Trusted Contacts was a personal safety app for Android. It let you flag certain contacts as “trusted,” and those people could then request your location in an emergency situation. The base functionality was not all that different from Google Maps location sharing, but when Trusted Contacts launched in 2016—the Google+ dark ages—Google Maps did not have location sharing built in. (Google Latitude, the original Google Maps location sharing functionality, debuted in 2009, but that was killed in 2013 in favor of Google+ location sharing. Google+ was on the way out by 2016, and location sharing returned to Google Maps in 2017.) The one addition besides a proactive location sharing was for a trusted contact to declare an emergency location request, which the other user would have to deny or it would automatically share.
The app has a 3.8 rating on the Play Store and over a million downloads, which is not good enough to save it from the Google grim reaper. Google sent out emails to users saying that since location sharing was now built into Google Maps, the Trusted Contacts app was no longer need. The app will shut down in just 43 days, on December 1, 2020.
Calling Google Maps location sharing a replacement for Trusted Contacts isn’t quite right. Trusted Contacts was more privacy-focused than today’s Google Maps sharing. While both let you share your location, Trusted Contacts did not have an “always-on” location sharing mode. It would let you give people permission to request your location via the emergency request, but they wouldn’t be able to see where you are all the time. In Google Maps, there is no request system, so if you want other people to be able to see your location in an emergency, you need to proactively share your location for a set time or turn on always-on sharing.
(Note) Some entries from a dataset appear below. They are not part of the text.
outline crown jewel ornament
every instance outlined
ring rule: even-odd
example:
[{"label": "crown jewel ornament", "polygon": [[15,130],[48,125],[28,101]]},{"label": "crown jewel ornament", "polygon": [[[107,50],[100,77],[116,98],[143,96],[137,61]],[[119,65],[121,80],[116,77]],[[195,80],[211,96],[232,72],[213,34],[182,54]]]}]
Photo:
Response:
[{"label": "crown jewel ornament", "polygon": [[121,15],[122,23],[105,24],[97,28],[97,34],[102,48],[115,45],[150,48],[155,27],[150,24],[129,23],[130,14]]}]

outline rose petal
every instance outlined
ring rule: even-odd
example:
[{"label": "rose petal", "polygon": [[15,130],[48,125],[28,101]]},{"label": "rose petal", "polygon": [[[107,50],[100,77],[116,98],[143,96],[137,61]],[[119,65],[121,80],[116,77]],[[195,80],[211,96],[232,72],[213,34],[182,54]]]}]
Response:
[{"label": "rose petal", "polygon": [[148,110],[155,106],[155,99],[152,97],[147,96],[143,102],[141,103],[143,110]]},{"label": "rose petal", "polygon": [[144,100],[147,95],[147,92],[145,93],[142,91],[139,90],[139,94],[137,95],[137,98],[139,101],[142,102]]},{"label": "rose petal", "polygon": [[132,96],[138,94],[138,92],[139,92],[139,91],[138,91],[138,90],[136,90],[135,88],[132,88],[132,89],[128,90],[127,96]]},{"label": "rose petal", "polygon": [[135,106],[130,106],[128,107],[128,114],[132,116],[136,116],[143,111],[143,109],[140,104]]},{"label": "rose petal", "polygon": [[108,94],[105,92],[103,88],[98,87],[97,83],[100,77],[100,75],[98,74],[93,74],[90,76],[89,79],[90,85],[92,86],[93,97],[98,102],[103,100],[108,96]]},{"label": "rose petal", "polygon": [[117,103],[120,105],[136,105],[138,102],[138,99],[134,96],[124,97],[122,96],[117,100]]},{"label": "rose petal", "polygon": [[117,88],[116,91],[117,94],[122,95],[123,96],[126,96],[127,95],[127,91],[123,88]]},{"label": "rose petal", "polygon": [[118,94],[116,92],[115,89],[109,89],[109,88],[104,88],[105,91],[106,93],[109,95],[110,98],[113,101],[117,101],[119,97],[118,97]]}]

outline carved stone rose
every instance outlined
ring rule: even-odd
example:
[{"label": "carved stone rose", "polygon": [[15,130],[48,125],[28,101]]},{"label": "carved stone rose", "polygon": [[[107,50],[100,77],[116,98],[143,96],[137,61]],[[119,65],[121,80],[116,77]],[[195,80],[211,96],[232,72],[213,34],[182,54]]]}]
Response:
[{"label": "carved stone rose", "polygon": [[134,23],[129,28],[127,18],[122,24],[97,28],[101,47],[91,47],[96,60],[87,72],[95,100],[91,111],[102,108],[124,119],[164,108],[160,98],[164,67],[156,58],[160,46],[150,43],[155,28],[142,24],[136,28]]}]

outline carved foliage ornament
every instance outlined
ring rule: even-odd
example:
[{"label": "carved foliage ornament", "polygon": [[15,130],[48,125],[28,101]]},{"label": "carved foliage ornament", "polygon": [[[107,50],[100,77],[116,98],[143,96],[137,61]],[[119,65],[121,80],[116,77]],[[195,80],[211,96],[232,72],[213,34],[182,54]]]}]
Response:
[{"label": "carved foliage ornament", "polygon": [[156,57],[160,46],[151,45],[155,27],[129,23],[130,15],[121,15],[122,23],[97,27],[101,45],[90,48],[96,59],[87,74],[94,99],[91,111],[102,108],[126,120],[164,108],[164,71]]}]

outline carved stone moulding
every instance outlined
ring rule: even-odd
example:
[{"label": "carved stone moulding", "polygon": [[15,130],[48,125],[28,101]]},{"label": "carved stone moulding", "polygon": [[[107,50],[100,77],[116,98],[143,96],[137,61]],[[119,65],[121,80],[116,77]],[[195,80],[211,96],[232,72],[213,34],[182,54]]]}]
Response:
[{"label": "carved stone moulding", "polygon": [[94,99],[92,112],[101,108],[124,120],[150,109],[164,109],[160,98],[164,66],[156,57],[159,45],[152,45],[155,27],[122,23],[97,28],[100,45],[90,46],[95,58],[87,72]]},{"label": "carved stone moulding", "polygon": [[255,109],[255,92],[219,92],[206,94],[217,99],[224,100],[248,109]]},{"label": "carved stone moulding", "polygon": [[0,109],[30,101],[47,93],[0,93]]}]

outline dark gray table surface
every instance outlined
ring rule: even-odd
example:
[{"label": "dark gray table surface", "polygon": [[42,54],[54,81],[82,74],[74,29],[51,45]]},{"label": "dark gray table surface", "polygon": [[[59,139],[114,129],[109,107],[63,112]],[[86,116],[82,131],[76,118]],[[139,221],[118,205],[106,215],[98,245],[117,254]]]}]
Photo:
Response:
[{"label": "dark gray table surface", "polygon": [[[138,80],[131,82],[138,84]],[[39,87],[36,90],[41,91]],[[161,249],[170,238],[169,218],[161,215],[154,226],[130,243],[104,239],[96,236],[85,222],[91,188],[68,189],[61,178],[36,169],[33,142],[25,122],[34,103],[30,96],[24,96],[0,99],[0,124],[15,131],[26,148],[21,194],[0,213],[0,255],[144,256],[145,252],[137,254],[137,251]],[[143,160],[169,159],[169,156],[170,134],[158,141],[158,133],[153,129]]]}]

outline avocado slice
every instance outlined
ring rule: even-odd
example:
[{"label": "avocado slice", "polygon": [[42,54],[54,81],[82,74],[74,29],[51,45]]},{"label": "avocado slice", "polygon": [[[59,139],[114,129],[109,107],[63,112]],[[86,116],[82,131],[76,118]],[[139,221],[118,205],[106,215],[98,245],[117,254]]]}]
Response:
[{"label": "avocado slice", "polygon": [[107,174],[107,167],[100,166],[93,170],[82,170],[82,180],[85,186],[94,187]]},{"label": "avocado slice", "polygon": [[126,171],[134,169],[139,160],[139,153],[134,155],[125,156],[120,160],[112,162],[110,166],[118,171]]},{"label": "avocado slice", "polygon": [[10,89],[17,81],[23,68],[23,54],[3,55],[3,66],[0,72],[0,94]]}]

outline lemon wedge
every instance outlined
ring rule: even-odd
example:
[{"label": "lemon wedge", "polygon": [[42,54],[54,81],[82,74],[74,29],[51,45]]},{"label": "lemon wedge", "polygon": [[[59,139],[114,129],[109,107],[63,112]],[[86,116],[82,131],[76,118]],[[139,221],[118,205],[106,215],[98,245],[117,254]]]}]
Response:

Google’s new take on a safety app is the Pixel-exclusive “Personal Safety” app, which doesn’t let people request your location on an emergency-only basis. You can proactively schedule a “safety check,” which will let you set a timer for a dead man’s switch that will alert your emergency contacts if you don’t answer. Google envisions people using this for things like going on a walk alone or going to a party.
If you have a ton of trusted contacts, Google will let you download them from the trusted contacts page until December 1.